I’m happy for one thing, that I don’t just keep my opinions for myself.
My life changed a bit and I’m happy for that, I feel very home here in Varberg and I’ve met wonderful people. It feels like the summer will go very fast.
I don’t know what to write but I ain’t leaving you guys!
For ones in my life everything is great here around me and my home. But I can’t relax since I know that someone I care about is feeling worse than worse today and she’ll do that for a long time. I wish I could meet her right now and stay with her until everything is better.
So today I went to the counselor for the last time in a very long time which make me realize that I’ve changed so much psychically, I feel stronger.

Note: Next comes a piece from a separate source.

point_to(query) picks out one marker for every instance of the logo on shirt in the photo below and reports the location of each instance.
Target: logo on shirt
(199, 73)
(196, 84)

But I will admit that I’m a bit scared, because right now everything is too good to be truth and it hasn’t been like that in a very long time. The last year I didn’t even felt a bit good like I do right now and that makes me wonder, when is the breaking point? When will I start all over again to feel like shit?
I feel blessed to feel this good and I can only enjoy the time that I have ahead of me, I’m finally strong without having to faking it.
Yes my week was a bit busy. I’m having my internship at the kindergarten and there are long days and not exactly quiet. Then I wen home to my family and suddenly I couldn’t eat because I was ill in the stomach. Now I’m better, and I’m going back to the kindergarten tomorrow.
This sunrise was so beautiful! I was so tired but when I opened the door to the balcony I was a bit happier ! So if you don’t like to wake up 5:30 am, think of the beautiful sunrise!
I realized that I’ve changed so much, I like my apartment and this city, I don’t like to talk about pimples, pretend to have bad confidence so we have something to talk about. I’m done with complaining about how my belly isn’t flat or anything like that. I’m proud to say that I love myself and I don’t like to be fake to one another. The sexteen year old Ebba is gone. I’m done with guys with a childish brain and a hot body, I’m done with people who are stuck in the past or people who don’t have any plans at all for the future because I deserve better than that!